Cette dynamique reste toutefois inégale. L’emploi fédéral continue de reculer, avec 9 000 postes supprimés en avril. Depuis son pic d’octobre 2024, l’emploi dans l’administration fédérale a diminué de 348 000 postes, soit 11,5 %. Le secteur de l’information poursuit également son repli, avec 13 000 emplois de moins sur le mois. Les télécommunications, le cinéma, l’enregistrement sonore, l’hébergement web et le traitement de données figurent parmi les branches touchées.
Les salaires progressent encore, mais sans dérapage. Le salaire horaire moyen du secteur privé a augmenté de 6 cents en avril, soit 0,2 %, pour atteindre 37,41 dollars. Sur un an, la hausse ressort à 3,6 %. Cette évolution reste surveillée de près par la Réserve fédérale, car elle pèse directement sur les anticipations d’inflation et sur la trajectoire des taux d’intérêt.
Pour la Fed, le rapport d’avril ne justifie pas un changement rapide de cap. La banque centrale américaine a maintenu son taux directeur dans une fourchette de 3,50 % à 3,75 %, en raison de préoccupations persistantes sur l’inflation. Un marché du travail résistant donne à la Fed une marge pour attendre davantage de données avant toute décision d’assouplissement monétaire.
La lecture du rapport doit toutefois rester prudente. Reuters rappelle que les données mensuelles de l’emploi américain sont devenues plus volatiles depuis mi-2025. Les économistes recommandent donc d’observer la moyenne sur trois mois plutôt qu’un seul chiffre mensuel. Les politiques migratoires, le vieillissement de la population, les grèves, la météo et les coupes dans l’emploi public compliquent l’interprétation des tendances.
Cette prudence est d’autant plus nécessaire que le seuil de création d’emplois nécessaire pour absorber la croissance de la population active aurait baissé. Selon des économistes cités par Reuters, une progression mensuelle comprise entre zéro et 50 000 emplois pourrait désormais suffire à stabiliser le marché du travail, compte tenu du ralentissement démographique et de la baisse de l’immigration.

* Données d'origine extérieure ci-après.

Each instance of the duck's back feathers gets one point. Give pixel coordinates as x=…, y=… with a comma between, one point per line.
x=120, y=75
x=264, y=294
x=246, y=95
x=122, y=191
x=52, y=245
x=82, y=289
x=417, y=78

Le rapport d’avril confirme donc une économie américaine encore solide, mais engagée dans une phase de normalisation. Les entreprises continuent d’embaucher dans les services essentiels, tandis que les secteurs exposés aux coûts de financement, aux ajustements publics ou à la transformation numérique montrent davantage de fragilité. Pour les marchés, le message est clair : l’emploi tient, mais il ne donne pas encore à la Fed les conditions nécessaires pour desserrer rapidement sa politique monétaire.